As a dad of three, I have tons of embarrassing fatherhood moments. From my youngest yelling “she’s fat!!” as a heavy-set woman ran by our car—while the windows were down—to my Foxy Wife and I rushing our newborn into the emergency room because she hadn’t peed in 24 hours, only to have the doctor tell us to turn the damn heat down in our apartment.
But one embarassing gem stands out and was shared with a couple hundred people on our first family trip to Disneyland. It’s a dad’s rite of passage, where it feels like you have your wallet in a holster and your common sense in a jar at home.
My first two kids were born polar opposites; one loves it quiet and analyzes everything, and the other loves it loud and multi-tasks like a monkey on coke. Then the third one came … “The Beast.”
“The Beast” is like a bull in a china shop—on roller skates—and was three when we hit Mickey’s Crack House. He does what he wants, when he wants. Or at least he tries. Disciplining him is a full-time job for both of us, but he’s also fun as hell.
While the Beast is one big walking ball of testosterone, he gets scared by certain things. So, my wife and I were a little afraid that taking off in an airplane might freak him out. In fact, it had quite a different effect. As we started down runway he started getting excited. Too excited. His face was beaming and the volume was pinned at 11.
♦◊♦
Just as a plane’s wheels leave the runway and you’re pulled up toward the sky, there’s a silence that falls over everyone on board. Like if we’re quiet, everything will be okay … and no one wants to jinx it.

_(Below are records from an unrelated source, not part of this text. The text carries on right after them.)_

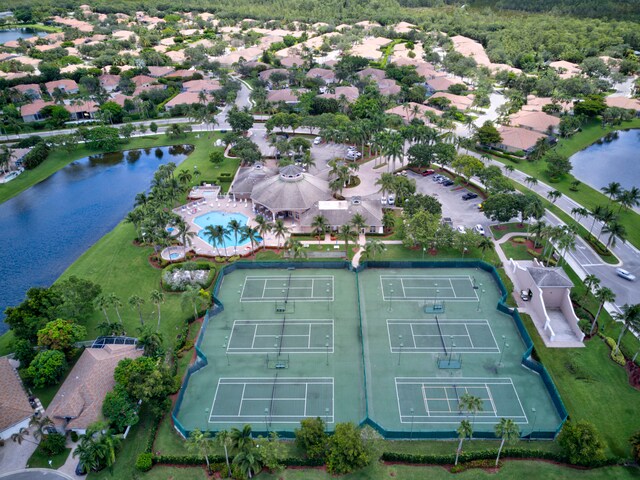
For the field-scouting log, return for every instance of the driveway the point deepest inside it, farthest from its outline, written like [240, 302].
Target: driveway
[461, 212]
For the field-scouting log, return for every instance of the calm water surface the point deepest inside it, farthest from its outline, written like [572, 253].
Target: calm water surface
[47, 227]
[614, 161]
[16, 33]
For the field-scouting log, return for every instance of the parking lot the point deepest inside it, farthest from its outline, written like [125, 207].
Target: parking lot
[465, 213]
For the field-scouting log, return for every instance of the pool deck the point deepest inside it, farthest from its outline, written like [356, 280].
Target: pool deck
[227, 205]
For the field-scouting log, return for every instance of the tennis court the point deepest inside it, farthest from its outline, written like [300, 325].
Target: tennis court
[282, 336]
[279, 400]
[437, 400]
[422, 287]
[283, 288]
[434, 335]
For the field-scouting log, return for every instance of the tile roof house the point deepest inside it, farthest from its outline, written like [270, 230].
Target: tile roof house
[31, 111]
[537, 121]
[31, 90]
[79, 400]
[109, 82]
[15, 409]
[67, 86]
[515, 139]
[351, 94]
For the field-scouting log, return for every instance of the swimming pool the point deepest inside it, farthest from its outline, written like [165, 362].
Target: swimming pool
[221, 218]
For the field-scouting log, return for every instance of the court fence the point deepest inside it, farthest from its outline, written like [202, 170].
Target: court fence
[527, 360]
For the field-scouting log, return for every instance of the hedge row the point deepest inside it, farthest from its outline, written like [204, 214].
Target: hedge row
[435, 459]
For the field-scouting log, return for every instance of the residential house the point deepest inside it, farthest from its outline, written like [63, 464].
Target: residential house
[515, 139]
[109, 82]
[30, 90]
[15, 409]
[79, 400]
[350, 93]
[285, 95]
[31, 111]
[536, 121]
[65, 85]
[328, 76]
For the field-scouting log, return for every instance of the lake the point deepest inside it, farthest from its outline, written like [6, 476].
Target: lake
[16, 33]
[614, 161]
[47, 227]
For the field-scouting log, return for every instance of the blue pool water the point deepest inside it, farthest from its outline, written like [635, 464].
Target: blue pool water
[221, 218]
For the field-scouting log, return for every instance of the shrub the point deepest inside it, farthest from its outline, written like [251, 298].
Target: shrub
[144, 462]
[581, 443]
[53, 443]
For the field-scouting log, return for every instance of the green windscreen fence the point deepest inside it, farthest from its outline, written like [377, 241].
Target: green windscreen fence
[288, 341]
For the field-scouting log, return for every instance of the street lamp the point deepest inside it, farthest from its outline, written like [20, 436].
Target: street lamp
[533, 426]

That’s when “The Beast” made his big discovery.
As the plane pulled and really started its climb, he looked at my wife and me with his big, bucktoothed smile, grabbed his crotch and yelled out in hysterics, “My nuts!! Oh, my nuts!!”
This was followed by maniacal laughter.
The first time he said it, we looked at each other and our eyes locked and said, “He didn’t just say that, did he?” The second time he said it we kept our heads down and hoped no one else heard it—although, that would be like no one hearing Judas Priest if they played in your backyard on a Sunday morning.
The third, fourth, and fifth time he said it, we just rolled with the punches and laughed like hell while all eyes were upon us. A huge part of parenting is knowing when to laugh.
The best part was that he did the exact same thing for a whole new audience on the return flight home to a standing-room-only crowd.
Although no one enjoyed the show quite like we did. Even Rob Halford would have been proud.